Bangsa Berbudaya: Suatu Ilusi Atau Intuisi
Oleh: Prakoso Bhairawa Putera S
Pemerhati Masalah Sosial Budaya, Staf Unit Penelitian FISIP Univ. Sriwijaya
Catatan : Tulisan ini telah dipublikasi di Bangka Pos, edisi Kamis 29 November 2007
DEWASA ini kehidupan bangsa yang majemuk mengalami krisis. Reduksi sikap toleransi dan pengertian untuk saling memahami satu sama lain (mutual respect and mutual understanding) telah nyata mengancam pluralisme kebangsaan. Hilangnya kesadaran untuk saling menghargai dalam ruang publik telah menyurutkan langkah konkret mewujudkan persatuan yang sinergis. Bahkan, setiap kelompok (primordialistik) menunjukkan apatisme sosial yang saling berlawanan. Ketiadaan mediasi serta solusi penyelesaian terhadap masalah ini justru akan membawa jurang perpecahan yang semakin lebar, dan akhirnya tidak jelas juntrungannya.

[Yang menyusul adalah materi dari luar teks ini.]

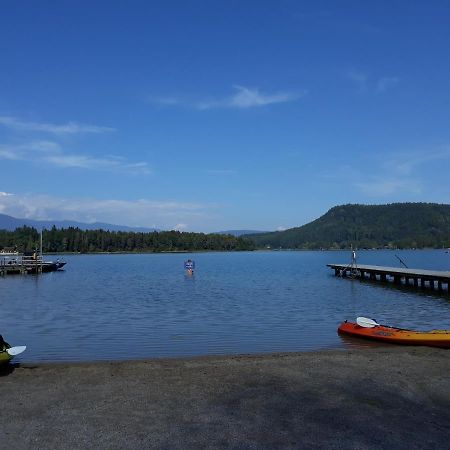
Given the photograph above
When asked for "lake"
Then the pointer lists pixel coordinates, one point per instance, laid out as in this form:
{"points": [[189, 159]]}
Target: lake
{"points": [[127, 306]]}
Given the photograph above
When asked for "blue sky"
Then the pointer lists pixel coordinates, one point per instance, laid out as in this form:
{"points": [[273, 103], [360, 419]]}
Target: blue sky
{"points": [[216, 115]]}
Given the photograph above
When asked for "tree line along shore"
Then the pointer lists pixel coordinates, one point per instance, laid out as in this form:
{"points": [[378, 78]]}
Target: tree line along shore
{"points": [[75, 240], [394, 226]]}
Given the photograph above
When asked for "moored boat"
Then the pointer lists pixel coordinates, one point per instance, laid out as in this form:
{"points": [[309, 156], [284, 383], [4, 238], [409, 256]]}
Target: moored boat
{"points": [[372, 330]]}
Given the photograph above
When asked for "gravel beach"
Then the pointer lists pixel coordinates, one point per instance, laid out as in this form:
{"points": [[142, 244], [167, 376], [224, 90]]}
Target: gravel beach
{"points": [[386, 397]]}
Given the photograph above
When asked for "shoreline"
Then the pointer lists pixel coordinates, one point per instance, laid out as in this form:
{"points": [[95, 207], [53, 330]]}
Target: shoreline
{"points": [[359, 398]]}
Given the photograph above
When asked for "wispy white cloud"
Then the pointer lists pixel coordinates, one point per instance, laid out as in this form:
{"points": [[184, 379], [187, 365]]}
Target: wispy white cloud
{"points": [[221, 171], [68, 128], [242, 98], [406, 162], [365, 84], [140, 212], [359, 79], [380, 186], [386, 83], [52, 153], [249, 98]]}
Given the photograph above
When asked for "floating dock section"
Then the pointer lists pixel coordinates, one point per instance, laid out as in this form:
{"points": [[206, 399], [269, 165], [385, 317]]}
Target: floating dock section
{"points": [[419, 278]]}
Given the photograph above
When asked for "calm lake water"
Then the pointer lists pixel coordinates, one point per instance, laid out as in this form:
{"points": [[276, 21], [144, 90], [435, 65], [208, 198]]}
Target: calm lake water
{"points": [[115, 307]]}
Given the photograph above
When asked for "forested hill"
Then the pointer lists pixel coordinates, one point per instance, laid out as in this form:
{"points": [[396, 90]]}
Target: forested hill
{"points": [[397, 225], [87, 241]]}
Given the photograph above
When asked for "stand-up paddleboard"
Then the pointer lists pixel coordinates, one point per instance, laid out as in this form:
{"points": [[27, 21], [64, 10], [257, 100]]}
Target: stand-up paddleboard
{"points": [[9, 353], [14, 351]]}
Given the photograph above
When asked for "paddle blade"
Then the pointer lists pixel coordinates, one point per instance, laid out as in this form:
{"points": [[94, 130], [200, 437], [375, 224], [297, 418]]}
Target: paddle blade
{"points": [[14, 351], [365, 322]]}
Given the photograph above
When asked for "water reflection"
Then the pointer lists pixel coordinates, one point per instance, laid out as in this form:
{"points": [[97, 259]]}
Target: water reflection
{"points": [[143, 306]]}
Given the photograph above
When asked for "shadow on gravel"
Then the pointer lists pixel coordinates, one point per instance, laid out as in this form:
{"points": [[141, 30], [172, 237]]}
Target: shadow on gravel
{"points": [[281, 413]]}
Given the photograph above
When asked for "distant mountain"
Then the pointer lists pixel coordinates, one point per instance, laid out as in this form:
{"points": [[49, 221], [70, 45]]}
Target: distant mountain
{"points": [[11, 223], [238, 233], [396, 225]]}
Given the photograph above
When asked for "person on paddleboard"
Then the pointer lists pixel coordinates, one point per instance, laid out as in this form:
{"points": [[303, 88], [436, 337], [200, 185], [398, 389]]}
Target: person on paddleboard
{"points": [[3, 344], [189, 265]]}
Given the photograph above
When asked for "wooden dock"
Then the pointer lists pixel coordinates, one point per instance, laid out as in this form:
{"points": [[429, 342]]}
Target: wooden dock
{"points": [[419, 278]]}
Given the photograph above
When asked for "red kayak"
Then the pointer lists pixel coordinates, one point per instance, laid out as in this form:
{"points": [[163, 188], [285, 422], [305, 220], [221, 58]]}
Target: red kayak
{"points": [[382, 333]]}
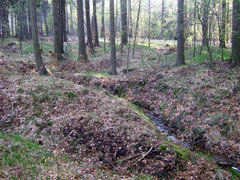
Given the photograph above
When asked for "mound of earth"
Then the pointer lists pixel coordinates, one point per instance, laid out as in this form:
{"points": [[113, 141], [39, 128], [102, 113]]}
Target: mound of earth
{"points": [[95, 128]]}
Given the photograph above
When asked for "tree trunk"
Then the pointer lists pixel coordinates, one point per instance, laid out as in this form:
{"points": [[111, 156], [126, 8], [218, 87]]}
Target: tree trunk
{"points": [[45, 9], [64, 24], [103, 26], [149, 23], [113, 66], [12, 23], [236, 32], [67, 20], [205, 39], [57, 30], [180, 34], [82, 55], [223, 28], [102, 18], [195, 24], [162, 18], [71, 19], [95, 26], [1, 16], [124, 33], [130, 17], [40, 66], [89, 33], [136, 29], [29, 24]]}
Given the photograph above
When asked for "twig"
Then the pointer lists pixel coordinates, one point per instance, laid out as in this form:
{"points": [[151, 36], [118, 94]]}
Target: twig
{"points": [[141, 158], [66, 137], [16, 168]]}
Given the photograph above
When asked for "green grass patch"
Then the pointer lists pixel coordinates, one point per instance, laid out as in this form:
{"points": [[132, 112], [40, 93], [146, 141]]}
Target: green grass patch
{"points": [[24, 154], [182, 152]]}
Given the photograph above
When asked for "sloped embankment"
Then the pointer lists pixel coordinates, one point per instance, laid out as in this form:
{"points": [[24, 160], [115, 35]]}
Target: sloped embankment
{"points": [[197, 105], [92, 128]]}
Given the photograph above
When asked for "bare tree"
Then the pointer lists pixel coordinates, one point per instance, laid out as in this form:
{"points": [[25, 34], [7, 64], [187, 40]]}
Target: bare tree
{"points": [[113, 66], [124, 36], [82, 55], [180, 34], [40, 66], [57, 30], [137, 25], [236, 33]]}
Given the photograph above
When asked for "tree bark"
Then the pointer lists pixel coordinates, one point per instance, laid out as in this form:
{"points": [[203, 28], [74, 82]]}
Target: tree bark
{"points": [[130, 17], [149, 23], [89, 32], [205, 39], [95, 26], [40, 66], [1, 16], [57, 30], [113, 66], [137, 25], [236, 32], [29, 24], [124, 34], [223, 28], [45, 8], [180, 34], [71, 19], [162, 18], [82, 55], [103, 26]]}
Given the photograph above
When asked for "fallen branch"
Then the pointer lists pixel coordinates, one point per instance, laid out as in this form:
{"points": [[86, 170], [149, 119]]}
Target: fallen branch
{"points": [[141, 158]]}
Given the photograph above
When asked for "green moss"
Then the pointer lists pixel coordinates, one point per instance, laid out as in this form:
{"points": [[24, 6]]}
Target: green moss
{"points": [[235, 174], [70, 95], [17, 151], [182, 152]]}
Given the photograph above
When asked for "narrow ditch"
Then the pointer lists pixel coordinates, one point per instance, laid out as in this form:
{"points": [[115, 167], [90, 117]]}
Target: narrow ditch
{"points": [[220, 160]]}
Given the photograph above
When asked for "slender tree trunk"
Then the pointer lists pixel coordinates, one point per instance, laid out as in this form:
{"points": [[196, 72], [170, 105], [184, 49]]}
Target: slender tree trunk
{"points": [[29, 24], [162, 18], [64, 24], [12, 23], [45, 8], [124, 33], [57, 30], [195, 24], [130, 18], [103, 26], [205, 39], [1, 16], [82, 55], [136, 29], [223, 28], [71, 19], [67, 20], [95, 25], [227, 21], [113, 66], [149, 23], [236, 32], [180, 34], [89, 33], [40, 66]]}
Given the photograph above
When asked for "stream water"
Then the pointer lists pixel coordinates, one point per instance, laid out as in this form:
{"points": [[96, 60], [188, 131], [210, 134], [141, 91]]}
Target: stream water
{"points": [[220, 160]]}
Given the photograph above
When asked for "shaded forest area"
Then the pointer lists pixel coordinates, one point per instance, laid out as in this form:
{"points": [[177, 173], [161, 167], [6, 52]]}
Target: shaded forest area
{"points": [[120, 89]]}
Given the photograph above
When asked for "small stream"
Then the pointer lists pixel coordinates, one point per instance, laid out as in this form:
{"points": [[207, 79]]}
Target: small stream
{"points": [[220, 160]]}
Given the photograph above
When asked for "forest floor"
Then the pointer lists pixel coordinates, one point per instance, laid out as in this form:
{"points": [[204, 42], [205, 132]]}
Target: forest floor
{"points": [[82, 123]]}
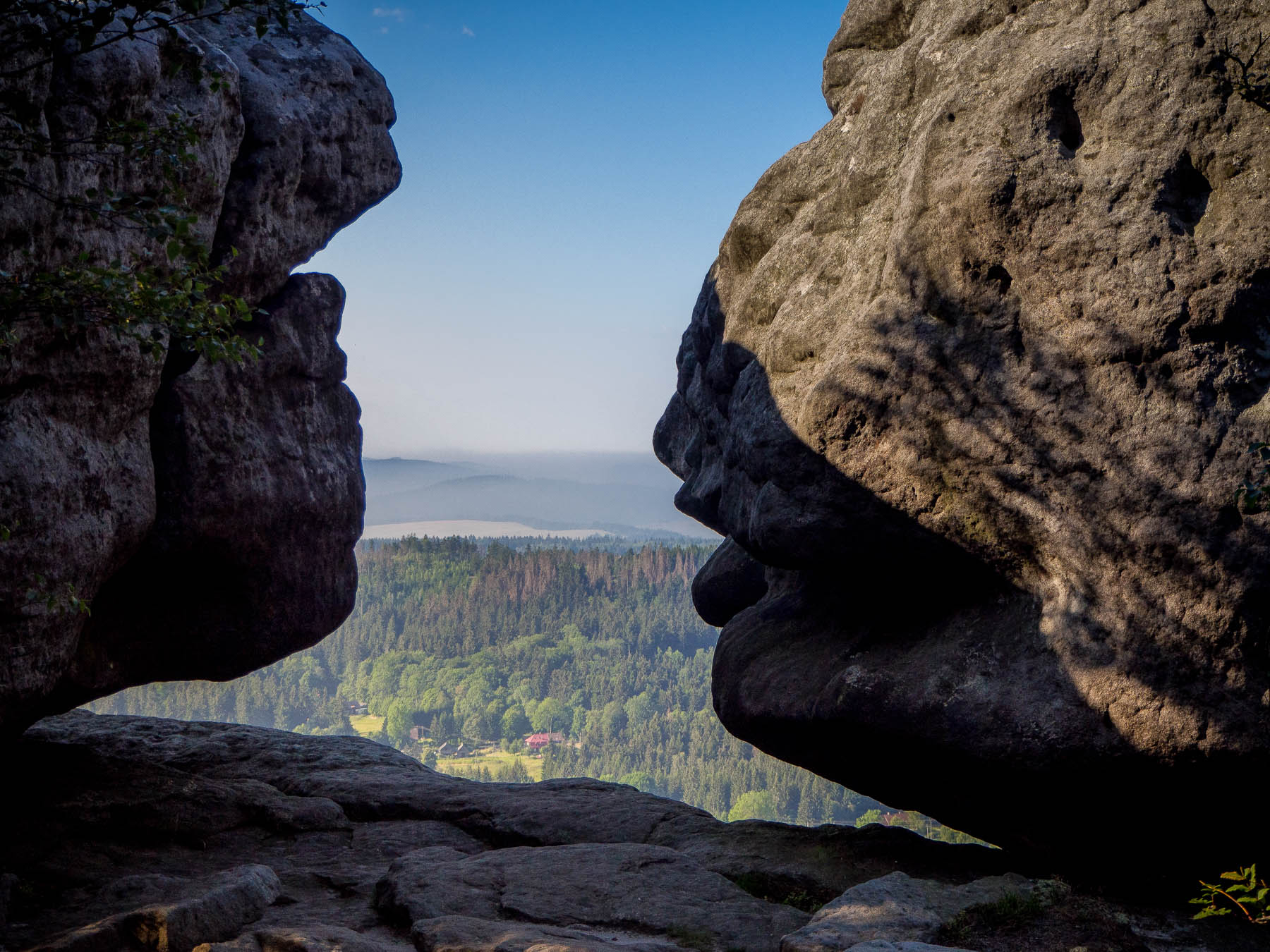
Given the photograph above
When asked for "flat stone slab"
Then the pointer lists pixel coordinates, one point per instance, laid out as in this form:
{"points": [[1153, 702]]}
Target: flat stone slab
{"points": [[622, 886]]}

Ironi pluralisme yang terkoyak tersebut jelas menjadi defisit demokrasi serta demokratisasi kehidupan bangsa. Bukan saja sikap memutlak-mutlakan secara logis bertentangan dengan logika demokrasi, namun lebih dari itu demokratisasi gagal justru melalui ketidakmampuan publik mengembangkan inklusivisme sosial yang mengarah ke perwujudan pluralisme yang sejati. Demokrasi merupakan "balairung" dari berbagai pintu kelompok yang amat beragam. Demokrasi bukan dimainkan melalui kekuasaan oligark yang menghasung perbedaan. Setiap kelompok yang berbeda, dalam demokrasi, mestinya bermain secara fair dan rasional dalam kontestasi yang terbuka dan dialogis-partisipatif. Keluwesan disertai strategi perekatan sosial merupakan arena demokrasi yang sejati.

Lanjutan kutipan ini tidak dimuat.